Who expected the G20 to close ranks and vote for US President Barack Obama’s planned strikes on Syria? Not even Obama. With differences among global powers running deep on how to respond to Bashar Al Assad’s alleged use of chemical weapons, there was no way a consensus could be forged. It looked as if it was not a question of gassing innocent people, but reasserting the positions already taken. For example, Russia and Iran are unlikely to budge from their support for Assad, having put all their eggs in the regime’s basket. A continuation of Assad in power is as much in their interests as Assad’s himself.
But the summit of the world’s twenty important countries held in Moscow has helped widen the debate on Syria. It created a platform for world leaders to express their views, argue with each other, make their displeasure felt about their rivals’ views and even issue mild threats, and at last leave the summit a bit confused, and without budging from their pre-stated positions.
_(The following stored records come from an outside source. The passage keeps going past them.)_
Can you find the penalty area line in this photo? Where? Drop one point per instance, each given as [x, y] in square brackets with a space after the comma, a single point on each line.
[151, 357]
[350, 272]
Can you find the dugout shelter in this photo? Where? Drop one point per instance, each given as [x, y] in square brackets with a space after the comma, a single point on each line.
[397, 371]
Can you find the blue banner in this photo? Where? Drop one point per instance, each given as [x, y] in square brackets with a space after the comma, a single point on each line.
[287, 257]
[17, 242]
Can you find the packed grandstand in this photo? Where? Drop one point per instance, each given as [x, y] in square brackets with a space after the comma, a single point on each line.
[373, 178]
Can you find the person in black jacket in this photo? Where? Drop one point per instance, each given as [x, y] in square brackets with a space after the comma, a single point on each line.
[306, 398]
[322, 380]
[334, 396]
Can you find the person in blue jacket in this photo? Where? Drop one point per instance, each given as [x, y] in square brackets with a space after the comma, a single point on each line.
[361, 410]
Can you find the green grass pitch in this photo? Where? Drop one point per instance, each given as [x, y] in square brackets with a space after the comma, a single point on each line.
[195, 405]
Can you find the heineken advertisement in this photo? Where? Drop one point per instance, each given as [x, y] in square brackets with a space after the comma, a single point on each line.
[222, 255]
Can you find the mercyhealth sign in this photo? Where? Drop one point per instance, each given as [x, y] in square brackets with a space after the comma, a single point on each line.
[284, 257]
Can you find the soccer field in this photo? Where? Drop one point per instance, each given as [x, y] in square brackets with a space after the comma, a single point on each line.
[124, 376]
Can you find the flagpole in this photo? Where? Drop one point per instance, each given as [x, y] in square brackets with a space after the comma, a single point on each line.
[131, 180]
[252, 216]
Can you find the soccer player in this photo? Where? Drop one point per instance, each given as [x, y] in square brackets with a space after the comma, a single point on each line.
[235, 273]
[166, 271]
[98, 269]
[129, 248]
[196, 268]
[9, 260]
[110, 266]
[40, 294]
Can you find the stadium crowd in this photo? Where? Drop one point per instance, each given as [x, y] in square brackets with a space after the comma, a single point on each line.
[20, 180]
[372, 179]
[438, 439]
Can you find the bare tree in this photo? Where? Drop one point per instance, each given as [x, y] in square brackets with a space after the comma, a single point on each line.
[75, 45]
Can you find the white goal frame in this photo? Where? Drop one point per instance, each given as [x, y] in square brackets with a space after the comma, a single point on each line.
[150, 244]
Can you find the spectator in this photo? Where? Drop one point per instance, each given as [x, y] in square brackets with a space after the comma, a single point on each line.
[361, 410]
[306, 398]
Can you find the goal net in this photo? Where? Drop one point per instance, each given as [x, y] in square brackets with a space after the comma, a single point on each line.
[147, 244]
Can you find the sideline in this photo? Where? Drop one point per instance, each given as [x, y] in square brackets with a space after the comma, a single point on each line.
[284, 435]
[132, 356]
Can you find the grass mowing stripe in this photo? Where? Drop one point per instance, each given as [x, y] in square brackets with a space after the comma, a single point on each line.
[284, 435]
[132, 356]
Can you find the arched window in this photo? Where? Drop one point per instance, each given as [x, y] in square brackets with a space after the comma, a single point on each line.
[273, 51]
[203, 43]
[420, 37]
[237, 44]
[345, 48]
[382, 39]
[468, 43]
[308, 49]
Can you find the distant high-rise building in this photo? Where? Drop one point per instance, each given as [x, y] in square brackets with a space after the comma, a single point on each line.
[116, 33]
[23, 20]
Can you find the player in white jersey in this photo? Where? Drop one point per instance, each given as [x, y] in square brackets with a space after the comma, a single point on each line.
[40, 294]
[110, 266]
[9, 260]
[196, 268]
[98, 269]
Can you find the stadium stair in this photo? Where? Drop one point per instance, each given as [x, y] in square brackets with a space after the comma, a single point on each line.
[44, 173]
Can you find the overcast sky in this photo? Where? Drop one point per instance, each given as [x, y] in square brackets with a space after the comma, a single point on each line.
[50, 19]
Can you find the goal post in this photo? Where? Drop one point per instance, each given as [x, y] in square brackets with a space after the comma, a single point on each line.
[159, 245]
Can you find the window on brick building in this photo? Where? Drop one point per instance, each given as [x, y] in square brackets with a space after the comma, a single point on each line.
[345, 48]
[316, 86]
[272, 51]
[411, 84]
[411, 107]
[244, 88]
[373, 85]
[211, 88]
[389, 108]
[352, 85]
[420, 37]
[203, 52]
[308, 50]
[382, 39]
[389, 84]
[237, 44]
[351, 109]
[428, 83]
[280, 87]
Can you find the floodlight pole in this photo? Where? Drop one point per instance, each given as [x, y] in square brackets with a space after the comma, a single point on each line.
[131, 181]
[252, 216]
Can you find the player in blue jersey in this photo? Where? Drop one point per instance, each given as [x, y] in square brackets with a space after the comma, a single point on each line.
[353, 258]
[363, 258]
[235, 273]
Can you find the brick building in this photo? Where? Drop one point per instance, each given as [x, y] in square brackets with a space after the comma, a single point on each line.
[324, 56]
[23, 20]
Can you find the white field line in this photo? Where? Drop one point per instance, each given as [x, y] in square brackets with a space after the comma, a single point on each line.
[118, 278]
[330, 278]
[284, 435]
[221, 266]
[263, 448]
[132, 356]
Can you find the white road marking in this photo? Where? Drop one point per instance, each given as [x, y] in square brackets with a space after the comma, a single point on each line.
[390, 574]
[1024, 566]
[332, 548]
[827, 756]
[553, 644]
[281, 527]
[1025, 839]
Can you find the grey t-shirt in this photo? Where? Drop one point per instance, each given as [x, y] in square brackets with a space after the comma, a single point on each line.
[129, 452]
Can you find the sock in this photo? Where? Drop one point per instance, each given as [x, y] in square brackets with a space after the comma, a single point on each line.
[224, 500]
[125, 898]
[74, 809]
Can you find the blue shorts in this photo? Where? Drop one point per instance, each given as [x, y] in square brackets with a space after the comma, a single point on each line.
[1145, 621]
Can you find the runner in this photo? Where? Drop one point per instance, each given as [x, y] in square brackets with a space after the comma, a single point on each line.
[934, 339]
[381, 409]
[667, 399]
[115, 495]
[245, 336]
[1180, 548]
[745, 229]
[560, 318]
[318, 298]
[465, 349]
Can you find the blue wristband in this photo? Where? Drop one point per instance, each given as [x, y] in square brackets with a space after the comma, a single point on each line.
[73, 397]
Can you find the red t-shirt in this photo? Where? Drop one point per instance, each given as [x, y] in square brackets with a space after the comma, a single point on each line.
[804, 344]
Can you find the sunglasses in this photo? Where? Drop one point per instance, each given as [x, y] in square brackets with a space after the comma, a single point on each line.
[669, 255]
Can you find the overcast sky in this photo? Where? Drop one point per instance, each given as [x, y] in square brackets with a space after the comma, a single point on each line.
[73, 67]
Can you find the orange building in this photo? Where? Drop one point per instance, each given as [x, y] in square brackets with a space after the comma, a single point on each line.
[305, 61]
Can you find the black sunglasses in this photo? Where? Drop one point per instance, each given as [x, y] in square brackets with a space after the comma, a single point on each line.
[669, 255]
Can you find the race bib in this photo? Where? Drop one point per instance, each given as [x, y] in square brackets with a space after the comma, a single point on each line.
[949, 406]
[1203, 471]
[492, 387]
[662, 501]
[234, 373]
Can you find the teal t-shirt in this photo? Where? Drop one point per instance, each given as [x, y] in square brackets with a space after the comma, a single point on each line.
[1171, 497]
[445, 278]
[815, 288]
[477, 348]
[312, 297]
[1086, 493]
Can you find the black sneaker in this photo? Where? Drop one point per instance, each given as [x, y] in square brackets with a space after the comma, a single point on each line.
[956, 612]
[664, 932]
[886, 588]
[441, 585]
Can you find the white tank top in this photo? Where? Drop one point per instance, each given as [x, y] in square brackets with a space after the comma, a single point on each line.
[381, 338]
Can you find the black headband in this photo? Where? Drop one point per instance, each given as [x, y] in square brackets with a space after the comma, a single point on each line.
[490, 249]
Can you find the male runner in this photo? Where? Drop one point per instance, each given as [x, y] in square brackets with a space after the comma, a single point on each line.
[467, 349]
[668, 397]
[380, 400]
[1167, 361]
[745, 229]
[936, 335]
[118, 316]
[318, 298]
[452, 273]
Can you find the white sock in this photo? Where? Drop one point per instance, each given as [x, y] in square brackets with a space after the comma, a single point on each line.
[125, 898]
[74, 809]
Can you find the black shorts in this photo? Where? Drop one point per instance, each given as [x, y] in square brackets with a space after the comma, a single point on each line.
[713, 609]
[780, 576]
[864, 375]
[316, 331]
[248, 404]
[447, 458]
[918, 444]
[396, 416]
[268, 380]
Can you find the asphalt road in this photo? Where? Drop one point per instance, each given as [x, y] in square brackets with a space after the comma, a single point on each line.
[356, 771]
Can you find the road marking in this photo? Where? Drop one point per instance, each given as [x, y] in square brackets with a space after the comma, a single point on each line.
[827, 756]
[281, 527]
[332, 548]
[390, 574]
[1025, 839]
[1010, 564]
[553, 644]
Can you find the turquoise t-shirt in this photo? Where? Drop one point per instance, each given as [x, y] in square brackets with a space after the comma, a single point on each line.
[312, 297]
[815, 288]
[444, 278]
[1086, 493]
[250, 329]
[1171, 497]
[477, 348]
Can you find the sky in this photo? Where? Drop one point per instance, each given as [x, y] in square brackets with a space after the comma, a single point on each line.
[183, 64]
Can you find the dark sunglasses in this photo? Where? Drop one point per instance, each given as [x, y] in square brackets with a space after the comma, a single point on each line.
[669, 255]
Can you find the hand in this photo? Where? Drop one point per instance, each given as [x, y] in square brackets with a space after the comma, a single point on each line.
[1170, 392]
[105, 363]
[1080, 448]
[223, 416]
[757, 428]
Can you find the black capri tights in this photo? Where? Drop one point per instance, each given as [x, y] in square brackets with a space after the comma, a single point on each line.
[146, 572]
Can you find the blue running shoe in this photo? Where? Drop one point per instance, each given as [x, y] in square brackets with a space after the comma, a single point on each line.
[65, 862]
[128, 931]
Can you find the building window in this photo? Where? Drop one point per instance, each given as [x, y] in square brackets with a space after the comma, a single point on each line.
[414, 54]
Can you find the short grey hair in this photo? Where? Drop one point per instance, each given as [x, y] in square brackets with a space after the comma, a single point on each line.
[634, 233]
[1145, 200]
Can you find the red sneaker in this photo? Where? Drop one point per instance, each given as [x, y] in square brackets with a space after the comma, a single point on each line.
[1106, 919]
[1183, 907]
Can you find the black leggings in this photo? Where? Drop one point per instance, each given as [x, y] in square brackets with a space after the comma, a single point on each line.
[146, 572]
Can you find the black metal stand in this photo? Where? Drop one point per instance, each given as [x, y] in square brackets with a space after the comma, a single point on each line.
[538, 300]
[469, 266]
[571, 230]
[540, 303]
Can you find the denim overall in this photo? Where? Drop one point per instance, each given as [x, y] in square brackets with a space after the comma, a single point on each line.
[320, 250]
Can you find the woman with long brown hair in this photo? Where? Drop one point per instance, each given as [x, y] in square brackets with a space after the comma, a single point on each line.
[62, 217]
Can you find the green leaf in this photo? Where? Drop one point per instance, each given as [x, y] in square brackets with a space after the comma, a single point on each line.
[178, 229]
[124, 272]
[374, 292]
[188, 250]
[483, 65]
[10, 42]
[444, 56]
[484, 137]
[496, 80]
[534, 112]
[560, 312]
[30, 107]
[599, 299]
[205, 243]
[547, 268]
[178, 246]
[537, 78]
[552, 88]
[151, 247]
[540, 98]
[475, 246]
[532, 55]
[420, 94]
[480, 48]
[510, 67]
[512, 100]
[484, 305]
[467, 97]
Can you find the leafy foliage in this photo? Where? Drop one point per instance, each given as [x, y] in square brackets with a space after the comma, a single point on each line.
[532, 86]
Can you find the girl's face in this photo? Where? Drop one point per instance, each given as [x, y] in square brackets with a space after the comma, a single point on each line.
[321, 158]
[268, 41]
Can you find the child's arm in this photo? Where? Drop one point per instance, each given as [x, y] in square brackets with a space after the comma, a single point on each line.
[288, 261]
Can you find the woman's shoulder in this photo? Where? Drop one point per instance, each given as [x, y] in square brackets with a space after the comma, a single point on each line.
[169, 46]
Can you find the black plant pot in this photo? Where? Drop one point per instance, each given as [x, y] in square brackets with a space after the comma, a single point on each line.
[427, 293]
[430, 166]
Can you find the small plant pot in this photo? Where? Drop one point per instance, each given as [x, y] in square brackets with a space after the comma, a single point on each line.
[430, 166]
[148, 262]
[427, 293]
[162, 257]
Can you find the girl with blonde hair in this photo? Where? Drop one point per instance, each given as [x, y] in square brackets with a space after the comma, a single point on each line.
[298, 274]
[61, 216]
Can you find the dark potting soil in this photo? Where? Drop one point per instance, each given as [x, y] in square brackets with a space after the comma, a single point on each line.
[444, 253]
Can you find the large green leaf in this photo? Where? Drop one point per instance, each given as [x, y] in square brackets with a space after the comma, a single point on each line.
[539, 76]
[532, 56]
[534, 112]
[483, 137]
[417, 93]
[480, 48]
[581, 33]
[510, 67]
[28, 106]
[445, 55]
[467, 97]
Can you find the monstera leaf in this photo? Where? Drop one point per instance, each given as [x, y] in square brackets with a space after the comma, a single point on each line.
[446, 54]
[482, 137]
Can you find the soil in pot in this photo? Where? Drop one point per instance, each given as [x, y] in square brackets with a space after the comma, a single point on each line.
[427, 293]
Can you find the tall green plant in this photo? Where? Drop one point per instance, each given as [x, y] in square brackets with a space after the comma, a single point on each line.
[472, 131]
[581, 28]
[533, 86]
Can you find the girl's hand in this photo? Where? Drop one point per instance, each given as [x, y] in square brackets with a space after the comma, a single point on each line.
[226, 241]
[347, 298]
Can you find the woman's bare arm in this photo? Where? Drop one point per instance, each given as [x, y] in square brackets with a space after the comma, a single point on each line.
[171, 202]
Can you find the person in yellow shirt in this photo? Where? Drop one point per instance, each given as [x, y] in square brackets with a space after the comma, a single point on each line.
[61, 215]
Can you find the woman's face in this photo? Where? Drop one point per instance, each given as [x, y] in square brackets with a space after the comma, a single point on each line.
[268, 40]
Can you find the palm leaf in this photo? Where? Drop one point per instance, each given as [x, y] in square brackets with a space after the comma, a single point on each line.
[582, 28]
This is because diplomatic positions are not taken after debates with rivals, but after considering what works best for each country, even if its position is very detrimental to others’ interests.
After the summit, Obama sounded a bit confused about the way ahead, He acknowledged that his attempt to seek congressional authorisation for strikes against Syria was proving an uphill task and announced he would take the case directly to the American people with a televised address. And interestingly, the president repeatedly refused to be drawn on what he would do if Congress disagreed with him and voted against military authorisation. Even if he finally decides to go ahead with the punitive strikes after intense opposition, it would not achieve the purpose it’s meant for. A weak and confused president launching an attack against Syria will not achieve the same results as a clear-headed and determined president launching an attack. The outcome will be that the death toll in Syria will go up, and the consequences will be more muddled than they are.
Even as Obama wavered, Russian President Vladimir Putin hardened his position. He claimed that a majority of the G20 opposed any US-led intervention, and even provoked Washington and its supporters by insisting that the chemical weapons attacks were an act of the Syrian rebels designed to win international backing for an attack. David Cameron described Putin’s position as impossible. Putin even threatened unspecified military support for Syria if America attacks.
Obama will do his best in the coming days to win the support of Americans for his plans. There is plenty of uncertainty about what will happen next.
The Syrian crisis is turning out to be a farce. Never before we have suffered from such shortage of ideas.